Use of auxiliary function when computing loss

the-dharma-bum · September 26, 2022, 10:24am

Hi,
I’m having troubles computing gradients, here’s my setup:
I have a parametric function f that I wan to optimize (e.g. a MLP), but the loss computation involves an auxiliary function g:

y = f(x)
loss = g(y)

And I’d like to compute d loss / df.
I’m sure using .detach() or autograd.grad() this should be easy but I’m not sure how to do it.
Thanks a lot !

srishti-git1110 · September 26, 2022, 12:02pm

Hi, could you please elaborate what your auxiliary function looks like.
Nonetheless, since loss is a function of y which in turn means it is a function of the parameters of f, you should be fine creating an optimizer with f’s parameters and using the loss to backpropagate the errors.

Does that make sense?

Also, could you please show some concrete code (rather than pseudo)?

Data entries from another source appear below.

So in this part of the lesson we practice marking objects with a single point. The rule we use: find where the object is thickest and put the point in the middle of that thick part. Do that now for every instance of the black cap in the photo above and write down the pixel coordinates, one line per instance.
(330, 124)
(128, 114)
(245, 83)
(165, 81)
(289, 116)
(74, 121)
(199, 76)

the-dharma-bum · September 26, 2022, 1:01pm

Thanks for the reply !
I’m working with a frozen autoencoder. Basically what I’m doing is

translate a latent vector
decode the translated vector
rotate the decoded signal by many angles
encode back each rotated object
each latent vector obtained contributes to the loss of the translation function

So things look like that

z_new = model(z_current, Z_gt)  # function to optimize
x = decode(z_new) # decoder should be frozen
X = torch.stack([rotate(x, a) for a in theta])
Z = self.encode(X) # encoder should be frozen
loss = some_distance_function(Z, Z_gt)

What you said definitely makes sense, but I’m not sure how to freeze the autoencoder: if I use with torch.no_grad() then Z and thus the loss ends up being grad less. So could I simply iterate over the AE parameters and set requires_grad = False ?

srishti-git1110 · September 27, 2022, 11:37am

Looping over a layer’s parameters and setting their requires_grad=False is one way like you mentioned and has worked fine for me in the past.

I think you should be fine using it.
Any specific errors you anticipate or encounter with this?

the-dharma-bum · September 27, 2022, 12:36pm

Yeah I tried and it works, thank you !
I initially encountered the RuntimeError: Trying to backward through the graph a second time, because I kept the variable while looping the optimization, but as I can discard the gradients between steps, I got away with:

z = z.detach().requires_grad_()

Thanks again !

srishti-git1110 · September 27, 2022, 1:16pm

Good to know it’s solved.

Regarding the error:
Was it something like z was a part of some graph that you’d already backward propagated through, and you then were trying to backward propagate through another graph that also had z as part (which would essentially mean there’s no another graph, it got built as a part of the already existing graph)?

the-dharma-bum · September 28, 2022, 11:06am

Yes that’s right, I’m updating z at each optimisation step so that’s what happend. But as I said I can discard the graph from one step to the other.